The Packrat occurrence is located about 30 kilometres northeast of Kimberly and about 1 kilometre south of Wolf Creek.
The Packrat area is underlain by rocks of the Helikian Aldridge Formation (Purcell Supergroup) and the Fort Steele Formation (Purcell Supergroup) intruded by gabbro and diorite of the Mesoproterozoic Moyie Intrusions.

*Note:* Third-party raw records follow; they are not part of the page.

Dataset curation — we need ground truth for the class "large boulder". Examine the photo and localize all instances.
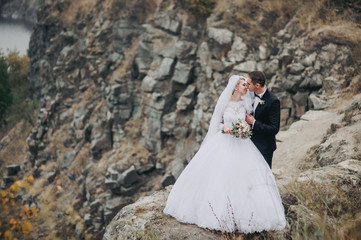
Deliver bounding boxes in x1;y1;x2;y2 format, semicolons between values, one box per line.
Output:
103;187;219;240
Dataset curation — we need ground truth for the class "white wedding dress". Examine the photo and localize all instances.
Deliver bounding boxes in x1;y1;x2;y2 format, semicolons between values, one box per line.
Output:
164;101;286;233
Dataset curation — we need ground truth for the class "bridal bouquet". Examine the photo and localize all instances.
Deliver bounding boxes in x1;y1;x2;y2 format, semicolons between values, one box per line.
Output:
222;119;252;139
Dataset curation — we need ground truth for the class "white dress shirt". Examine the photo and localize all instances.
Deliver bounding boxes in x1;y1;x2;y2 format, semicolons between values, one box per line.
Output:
252;88;267;129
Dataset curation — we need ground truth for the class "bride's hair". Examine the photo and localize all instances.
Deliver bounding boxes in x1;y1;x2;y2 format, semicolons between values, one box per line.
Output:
202;75;253;144
232;76;247;95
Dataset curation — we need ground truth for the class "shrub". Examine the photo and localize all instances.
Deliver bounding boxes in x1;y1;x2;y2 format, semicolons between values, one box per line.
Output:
0;51;38;130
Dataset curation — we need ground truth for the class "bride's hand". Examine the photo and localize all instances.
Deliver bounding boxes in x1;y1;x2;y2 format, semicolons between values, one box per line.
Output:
223;126;233;134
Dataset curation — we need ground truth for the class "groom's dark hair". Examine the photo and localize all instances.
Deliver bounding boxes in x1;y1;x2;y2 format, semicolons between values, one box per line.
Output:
248;71;266;87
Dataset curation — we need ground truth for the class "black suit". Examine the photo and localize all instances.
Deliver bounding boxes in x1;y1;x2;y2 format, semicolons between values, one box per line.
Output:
251;89;281;167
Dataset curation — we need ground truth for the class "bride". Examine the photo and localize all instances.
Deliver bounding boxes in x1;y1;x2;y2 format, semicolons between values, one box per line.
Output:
164;75;286;233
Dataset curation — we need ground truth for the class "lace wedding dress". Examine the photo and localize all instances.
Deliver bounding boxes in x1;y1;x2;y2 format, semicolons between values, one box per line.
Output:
164;101;286;233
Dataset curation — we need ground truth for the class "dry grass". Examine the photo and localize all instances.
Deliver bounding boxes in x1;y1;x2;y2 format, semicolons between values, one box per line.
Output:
282;179;361;239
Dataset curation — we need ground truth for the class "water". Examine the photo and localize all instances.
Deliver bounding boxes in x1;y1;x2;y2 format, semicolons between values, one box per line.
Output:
0;19;32;55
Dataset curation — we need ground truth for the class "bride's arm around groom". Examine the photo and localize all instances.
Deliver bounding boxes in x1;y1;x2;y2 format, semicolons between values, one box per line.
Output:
246;71;281;167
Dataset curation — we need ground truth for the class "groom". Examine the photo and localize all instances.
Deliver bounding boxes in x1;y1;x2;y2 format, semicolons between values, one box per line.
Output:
246;71;280;168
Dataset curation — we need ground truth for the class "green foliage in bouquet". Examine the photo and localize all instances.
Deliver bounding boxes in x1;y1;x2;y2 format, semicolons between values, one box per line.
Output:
222;119;252;139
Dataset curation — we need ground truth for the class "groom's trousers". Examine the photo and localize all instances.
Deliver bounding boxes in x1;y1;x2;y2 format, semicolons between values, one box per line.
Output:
262;152;273;168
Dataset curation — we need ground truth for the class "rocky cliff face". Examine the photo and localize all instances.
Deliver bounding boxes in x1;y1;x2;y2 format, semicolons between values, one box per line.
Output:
1;0;361;238
0;0;37;25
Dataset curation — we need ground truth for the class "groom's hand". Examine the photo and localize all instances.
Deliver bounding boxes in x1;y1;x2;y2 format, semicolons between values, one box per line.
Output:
246;113;256;125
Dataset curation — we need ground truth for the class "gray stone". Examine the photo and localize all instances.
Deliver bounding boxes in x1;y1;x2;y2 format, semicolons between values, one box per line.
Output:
197;42;211;71
144;108;164;152
233;61;257;72
207;27;233;45
46;171;58;183
119;166;140;187
120;182;141;196
141;75;157;93
5;164;20;177
172;62;193;84
264;59;279;77
154;13;182;34
61;150;78;168
103;187;219;240
318;43;337;63
104;197;131;223
1;176;16;188
105;178;120;193
137;163;155;175
256;60;266;72
162;112;176;134
309;93;330;110
135;37;153;74
209;59;225;72
302;52;317;67
160;40;198;61
281;108;291;126
84;213;93;227
283;75;303;93
300;74;322;90
323;77;341;93
160;173;175;187
293;92;308;117
153;58;175;80
72;107;89;129
287;63;305;75
90;199;102;216
258;45;271;60
150;92;165;111
228;36;248;63
170;158;185;179
177;85;196;110
90;123;112;159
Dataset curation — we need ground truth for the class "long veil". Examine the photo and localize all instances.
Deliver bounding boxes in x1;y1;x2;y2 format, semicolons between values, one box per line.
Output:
202;75;253;145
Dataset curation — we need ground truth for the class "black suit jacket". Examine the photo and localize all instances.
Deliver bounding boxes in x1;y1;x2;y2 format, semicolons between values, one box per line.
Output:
251;89;281;155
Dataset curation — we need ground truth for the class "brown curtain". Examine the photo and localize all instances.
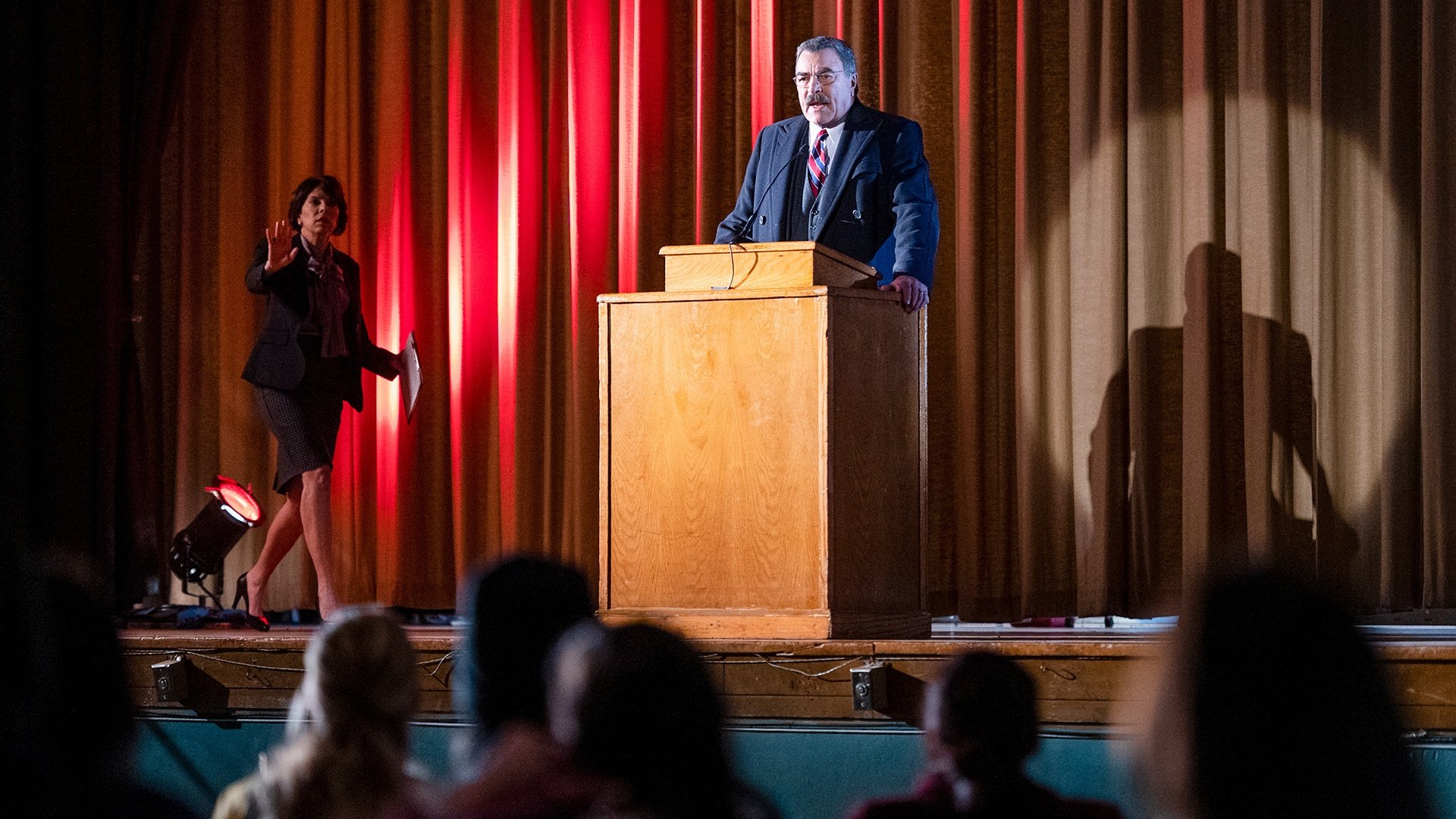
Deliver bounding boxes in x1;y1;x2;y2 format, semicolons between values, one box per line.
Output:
143;0;1456;620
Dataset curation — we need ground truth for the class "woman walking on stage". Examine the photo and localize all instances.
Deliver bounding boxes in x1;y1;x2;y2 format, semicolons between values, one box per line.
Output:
233;177;400;620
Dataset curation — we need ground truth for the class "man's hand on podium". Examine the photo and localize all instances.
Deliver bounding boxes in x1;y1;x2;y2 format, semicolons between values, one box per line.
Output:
880;274;930;313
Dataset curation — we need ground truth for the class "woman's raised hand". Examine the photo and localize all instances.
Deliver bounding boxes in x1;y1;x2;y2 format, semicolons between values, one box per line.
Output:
264;220;299;272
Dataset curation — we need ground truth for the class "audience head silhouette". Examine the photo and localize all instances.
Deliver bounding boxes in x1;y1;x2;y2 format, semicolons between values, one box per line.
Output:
551;623;736;817
456;557;592;742
1138;571;1429;819
215;606;419;819
924;651;1037;781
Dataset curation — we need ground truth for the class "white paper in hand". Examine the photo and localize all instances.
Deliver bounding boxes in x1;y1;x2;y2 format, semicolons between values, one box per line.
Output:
399;331;419;424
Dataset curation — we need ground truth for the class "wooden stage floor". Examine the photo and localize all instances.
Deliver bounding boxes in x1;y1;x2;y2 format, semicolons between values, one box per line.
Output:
119;626;1456;733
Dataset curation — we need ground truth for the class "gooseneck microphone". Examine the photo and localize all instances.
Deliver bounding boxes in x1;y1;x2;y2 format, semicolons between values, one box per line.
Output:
712;144;810;290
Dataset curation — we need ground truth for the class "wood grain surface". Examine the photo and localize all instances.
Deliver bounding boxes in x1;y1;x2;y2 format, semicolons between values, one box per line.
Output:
660;242;878;291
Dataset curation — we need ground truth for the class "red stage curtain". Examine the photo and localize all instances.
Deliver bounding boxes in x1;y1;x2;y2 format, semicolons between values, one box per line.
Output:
146;0;1456;620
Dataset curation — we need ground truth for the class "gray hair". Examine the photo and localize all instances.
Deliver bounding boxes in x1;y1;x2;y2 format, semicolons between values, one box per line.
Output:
793;35;859;74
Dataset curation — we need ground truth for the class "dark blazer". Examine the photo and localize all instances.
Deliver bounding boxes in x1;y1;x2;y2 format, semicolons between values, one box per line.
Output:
715;101;940;287
243;233;399;410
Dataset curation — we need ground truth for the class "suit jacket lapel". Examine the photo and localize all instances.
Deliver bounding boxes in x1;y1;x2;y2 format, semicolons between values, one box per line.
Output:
760;117;810;233
799;102;883;242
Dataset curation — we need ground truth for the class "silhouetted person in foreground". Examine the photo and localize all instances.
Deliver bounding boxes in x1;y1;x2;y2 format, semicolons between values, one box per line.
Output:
454;557;594;775
1134;571;1431;819
551;623;777;819
443;557;600;819
858;651;1121;819
212;606;424;819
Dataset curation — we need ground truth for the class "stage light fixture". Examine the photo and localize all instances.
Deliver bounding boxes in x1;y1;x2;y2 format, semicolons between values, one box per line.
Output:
168;475;264;609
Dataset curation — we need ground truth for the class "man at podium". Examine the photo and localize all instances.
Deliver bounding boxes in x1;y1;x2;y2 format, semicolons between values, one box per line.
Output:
715;36;940;312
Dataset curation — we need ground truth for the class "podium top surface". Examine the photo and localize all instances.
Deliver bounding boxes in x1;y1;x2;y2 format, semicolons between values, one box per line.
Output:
597;284;900;305
658;242;880;291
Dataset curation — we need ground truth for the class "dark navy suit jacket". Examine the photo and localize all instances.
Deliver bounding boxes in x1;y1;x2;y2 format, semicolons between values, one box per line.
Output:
243;233;399;410
715;101;940;287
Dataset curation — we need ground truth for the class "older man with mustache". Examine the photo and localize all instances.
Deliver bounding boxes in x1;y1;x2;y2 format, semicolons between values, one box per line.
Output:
717;36;940;312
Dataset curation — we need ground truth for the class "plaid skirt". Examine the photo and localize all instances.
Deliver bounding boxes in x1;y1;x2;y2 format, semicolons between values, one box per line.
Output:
253;386;344;495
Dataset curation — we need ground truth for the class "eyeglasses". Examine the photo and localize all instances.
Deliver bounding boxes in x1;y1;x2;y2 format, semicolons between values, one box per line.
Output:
793;68;845;87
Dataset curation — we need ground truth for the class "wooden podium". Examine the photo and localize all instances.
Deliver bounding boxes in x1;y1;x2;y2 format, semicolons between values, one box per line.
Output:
597;242;930;639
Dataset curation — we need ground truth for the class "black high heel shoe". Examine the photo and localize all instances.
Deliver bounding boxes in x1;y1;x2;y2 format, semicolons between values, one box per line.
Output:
233;571;269;631
231;571;252;612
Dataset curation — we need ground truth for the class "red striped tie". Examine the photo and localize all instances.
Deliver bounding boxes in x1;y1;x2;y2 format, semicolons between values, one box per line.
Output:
810;128;828;196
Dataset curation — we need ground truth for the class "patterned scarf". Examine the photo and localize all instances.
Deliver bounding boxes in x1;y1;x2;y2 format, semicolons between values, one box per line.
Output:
309;245;350;359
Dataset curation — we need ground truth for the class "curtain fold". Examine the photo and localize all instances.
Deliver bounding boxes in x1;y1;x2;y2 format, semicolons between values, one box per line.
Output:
150;0;1456;620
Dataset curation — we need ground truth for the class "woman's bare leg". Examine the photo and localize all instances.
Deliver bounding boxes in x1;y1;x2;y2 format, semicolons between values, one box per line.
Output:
247;481;303;617
299;466;339;620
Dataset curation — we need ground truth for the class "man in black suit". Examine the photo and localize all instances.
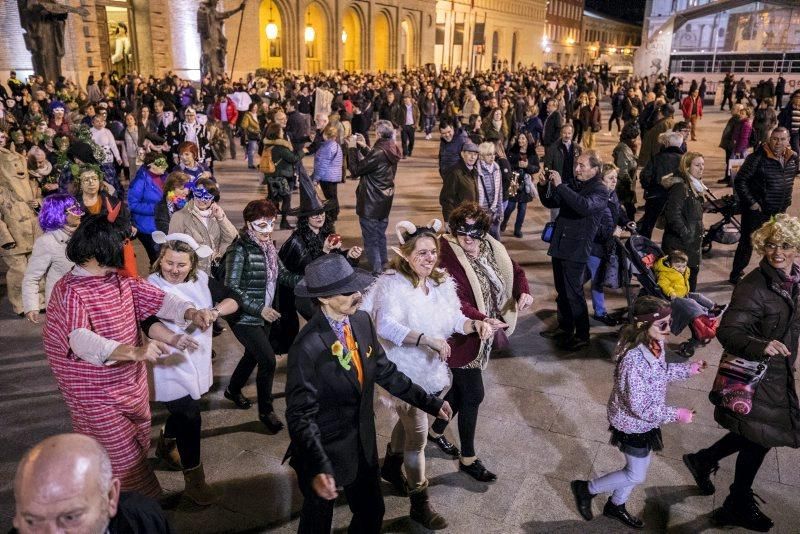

The Packrat occurrence is associated with the "Packrat shear", a high angle ductile shear hosted within a gabbro body approximately 1 kilometre south of Wolf Creek. The shear is exposed in a series of old prospect pits and workings for a strike length greater than 300 meters and appears to have a maximum width of over 3 metres in one working. Wallrock alteration is developed proximal to the shear up to 3 to 4 meters away and includes a zone of weak bleaching followed by a zone of sericite, iron carbonate, goethite, hematite, and rare chalcopyrite that is cored by a pervasive sericite alteration of the host rock, pyrite flooding and quartz-sulphide and quartz-carbonate-calcite-pyrite veins and stockworks. Quartz-calcite stringers with pyrite and chalcopyrite hosted in fractured gabbro may be a distal alteration halo to the shear. Samples of quartz-sulphide veins ran up to 13.5 grams per tonne gold (Assessment Report 33700).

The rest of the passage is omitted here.